Venerdì 30 gennaio (ore 21.30) il Bronson di Madonna dell’Albero ospita il concerto del progetto electro-metal OvO, ossia Stefania Pedretti (voce e chitarra) e Bruno Dorella (batteria, sample e synth), che presentano Gemma, il loro undicesimo album in studio, uscito nell’ottobre scorso e che ha celebrato venticinque anni di attività del duo. Con loro – attualmente Pedretti vive a Ravenna, dove anche Dorella ha abitato per circa un decennio, mentre ora vive a Bruxelles – abbiamo parlato del nuovo disco e del quarto di secolo di OvO.

Forse anche per via dei vostri svariati progetti paralleli (Dorella è in Bachi da Pietra, Ronin, Sigillum S e Tiresia, Pedretti ha il progetto solista Alos, ndr), Ovo è una band in continua trasformazione, ma soprattutto un progetto puro, si potrebbe dire quasi spirituale, che nel tempo è diventato un piccolo mito, di nicchia, ma comunque mito. Si possono individuare gli snodi fondamentali della vostra carriera?
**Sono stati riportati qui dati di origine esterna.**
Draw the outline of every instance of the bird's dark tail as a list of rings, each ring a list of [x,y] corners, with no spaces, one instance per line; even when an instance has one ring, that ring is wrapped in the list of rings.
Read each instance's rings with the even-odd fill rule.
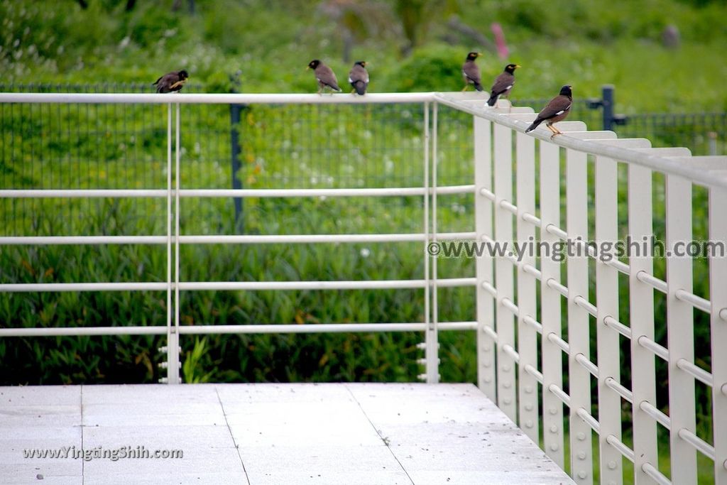
[[[536,128],[537,128],[538,125],[540,124],[541,123],[542,123],[545,120],[543,119],[542,119],[542,118],[536,118],[535,121],[533,121],[533,124],[531,125],[530,125],[529,127],[528,127],[528,129],[526,130],[525,130],[525,132],[526,133],[529,133],[530,132],[533,131],[534,129],[535,129]]]
[[[356,90],[356,94],[359,96],[363,96],[366,94],[366,83],[361,81],[357,81],[353,84],[353,89]]]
Bruno Dorella: «È proprio vera questa cosa che siamo delle piccole leggende. Ce lo dicono ogni sera dal pubblico, ce lo dicono gli organizzatori e le altre band. È strano da dentro, perché io, anche a 50 anni, mi sento sempre un giovane emergente. In generale è giusto parlare di trasformazione ma anche di evoluzione. All’inizio i nostri dischi erano un tentativo di rappresentare quello che era il nostro live, quindi ci siamo creati questa fama di gruppo difficile da ascoltare su disco, che ancora un po’ ci segue. In qualche modo perché comunque non siamo un gruppo pop né tantomeno troppo orecchiabile (e questo non credo che cambierà mai). A un certo punto però, tra il 2010 e il 2011, con l’album Cor Cordium, abbiamo proprio deciso di lavorare in maniera diversa sui dischi, cercando di far sì che anche il disco, per quanto rimanga comunque un’esperienza d’ascolto un po’ di sfida, si proponga come oggetto d’arte a sé. Le nostre fasi artistiche dunque sono abbastanza chiare: la prima, dal 2000 al 2002 circa, in cui eravamo un gruppo totalmente di improvvisazione radicale e avevamo lo stesso approccio improvvisativo sia dal vivo che in studio. Poi gradualmente c’è stata una fase, dal 2002 al 2010, in cui ci siamo resi conto che andava fissato un canovaccio sui dischi, anche se ancora l’album rimaneva figlio di quello che si faceva dal vivo. Dal 2011 abbiamo deciso di lavorare invece partendo dal disco e poi rappresentare il disco nei live. Con l’album Abisso, del 2013, abbiamo quindi iniziato a inserire anche l’elettronica nei dischi, e nel 2020 siamo passati all’etichetta Artoffact Records, accentuando questa tendenza. Con Gemma invece abbiamo veramente voluto passare il confine e inserire l’elettronica in maniera molto più evidente, anche influenzati come dicevi da quello che facciamo al di fuori di OvO, per quanto mi riguarda, ad esempio, colonne sonore per teatro e danza, mentre per Stefania tutto l’aspetto ritualistico del suo progetto Alos. Inoltre, entrambi siamo sempre di più nel mondo del djing, in cui si balla, ci stiamo davvero divertendo molto in questa scena e anche quello è arrivato in Gemma. Ora il nostro obbiettivo è la doom dance».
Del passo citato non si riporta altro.